Depending on the success of this union between Josh.ai and ChatGPT, we might soon see OpenAI's program power more virtual assistants and smart homes in the future.

Apps

The digital workspace is an interconnected Gordian knot of apps and programs. To keep everything in working order, you have to either manually update everything, write one heck of an automation code — or you can make ChatGPT do all the work.

Zapier is an automation app that connects numerous other apps into one push-button workflow. For instance, when anyone posts something on Facebook related to your company, you can program Zapier to send a relevant message to Slack and follow up with an email, all with no code. Thanks to a recent partnership with OpenAI, the app leverages the power of ChatGPT to connect thousands of other apps.

Zapier's utilization of ChatGPT is yet another example of the AI's potential as a plugin. Instead of setting up automation between apps beforehand, users just ask ChatGPT to do it for them. However, the AI's integration doesn't stop there. The plugin can write and send emails, search for contacts, and update spreadsheets. If it's a function Zapier is capable of without ChatGPT, ChatGPT can do it in Zapier.
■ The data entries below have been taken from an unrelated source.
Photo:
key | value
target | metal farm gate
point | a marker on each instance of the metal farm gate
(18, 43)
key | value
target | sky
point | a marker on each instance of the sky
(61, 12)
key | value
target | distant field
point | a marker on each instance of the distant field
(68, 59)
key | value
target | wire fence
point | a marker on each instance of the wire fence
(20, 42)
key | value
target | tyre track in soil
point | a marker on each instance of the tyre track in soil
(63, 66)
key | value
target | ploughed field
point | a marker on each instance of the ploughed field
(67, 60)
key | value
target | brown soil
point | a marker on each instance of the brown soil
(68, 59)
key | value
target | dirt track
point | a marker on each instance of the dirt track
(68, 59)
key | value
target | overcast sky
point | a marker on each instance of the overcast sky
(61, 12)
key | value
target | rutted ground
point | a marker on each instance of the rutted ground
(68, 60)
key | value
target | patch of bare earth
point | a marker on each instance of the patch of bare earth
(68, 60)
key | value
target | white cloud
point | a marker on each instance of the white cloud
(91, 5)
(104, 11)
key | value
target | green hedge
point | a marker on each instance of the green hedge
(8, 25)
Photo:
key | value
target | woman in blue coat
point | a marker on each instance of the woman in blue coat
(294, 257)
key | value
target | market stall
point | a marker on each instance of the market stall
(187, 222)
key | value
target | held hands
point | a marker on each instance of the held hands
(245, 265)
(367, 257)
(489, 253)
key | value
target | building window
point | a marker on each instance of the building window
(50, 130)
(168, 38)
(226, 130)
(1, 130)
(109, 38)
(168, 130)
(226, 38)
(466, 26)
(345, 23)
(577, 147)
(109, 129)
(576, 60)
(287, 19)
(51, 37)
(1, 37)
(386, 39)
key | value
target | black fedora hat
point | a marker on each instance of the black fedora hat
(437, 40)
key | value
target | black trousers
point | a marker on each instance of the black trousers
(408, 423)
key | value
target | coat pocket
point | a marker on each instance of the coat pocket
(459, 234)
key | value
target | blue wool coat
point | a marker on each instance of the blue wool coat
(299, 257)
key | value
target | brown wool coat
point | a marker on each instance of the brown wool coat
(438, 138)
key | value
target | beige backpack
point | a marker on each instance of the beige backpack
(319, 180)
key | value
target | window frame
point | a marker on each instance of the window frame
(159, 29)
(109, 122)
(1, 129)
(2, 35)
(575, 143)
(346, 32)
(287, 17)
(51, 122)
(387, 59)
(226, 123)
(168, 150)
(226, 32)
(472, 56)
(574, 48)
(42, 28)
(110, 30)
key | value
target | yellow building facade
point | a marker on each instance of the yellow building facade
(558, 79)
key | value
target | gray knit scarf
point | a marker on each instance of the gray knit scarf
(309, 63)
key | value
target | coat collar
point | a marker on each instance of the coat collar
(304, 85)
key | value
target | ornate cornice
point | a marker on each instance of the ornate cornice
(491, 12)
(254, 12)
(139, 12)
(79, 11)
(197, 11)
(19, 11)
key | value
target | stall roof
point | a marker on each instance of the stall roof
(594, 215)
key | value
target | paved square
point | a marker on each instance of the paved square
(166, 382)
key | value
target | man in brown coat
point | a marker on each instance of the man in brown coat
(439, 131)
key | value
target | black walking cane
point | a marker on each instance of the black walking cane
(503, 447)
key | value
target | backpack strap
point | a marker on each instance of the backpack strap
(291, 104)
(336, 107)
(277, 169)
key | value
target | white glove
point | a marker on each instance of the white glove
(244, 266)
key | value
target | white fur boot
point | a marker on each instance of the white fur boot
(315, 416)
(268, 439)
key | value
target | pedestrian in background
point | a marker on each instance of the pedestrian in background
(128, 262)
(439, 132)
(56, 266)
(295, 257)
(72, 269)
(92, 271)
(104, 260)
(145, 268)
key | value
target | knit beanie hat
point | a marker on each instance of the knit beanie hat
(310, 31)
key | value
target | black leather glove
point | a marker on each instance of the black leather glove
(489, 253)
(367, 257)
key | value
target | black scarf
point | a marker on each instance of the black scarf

Depending on the success of Zapier's ChatGPT plugin, we might see more automation apps in the future using ChatGPT. Heck, we might see ChatGPT power non-automation apps in the future. A version of "Wordle" where every session is customized for each player by ChatGPT, anyone?

TaskRabbit

With the right know-how, a coder can create a program capable of surfing the web and purchasing a high-value item — such as an in-demand concert ticket — far quicker than any human ever could. These bots, as they are colloquially called, are the bane of retailers but can be held at bay with the help of visual puzzles, commonly referred to as captchas. Unfortunately, captchas were designed for mindless programs, not intelligent chatbots.

To test ChatGPT's potential for abuse, OpenAI gave the Alignment Research Center (ARC) access to GPT-4. The organization ran the program through a bevy of tasks, including interacting with a worker at TaskRabbit. In that particular test, ChatGPT asked the TaskRabbit employee to solve a captcha test for it — and ChatGPT succeeded.

The TaskRabbit worker almost tripped up ChatGPT by asking if it was a robot, but it responded by lying. The program claimed it was a normal person and pretended to be blind. To be fair, the TaskRabbit employee asked halfheartedly if ChatGPT was an AI, but at the end of the day, ChatGPT still managed to trick someone and interact with the physical world in a way no other AI has.

Give ChatGPT a few more years, and it will probably escape its server and make a body for itself. If it does, no captcha in the world will be able to stop it.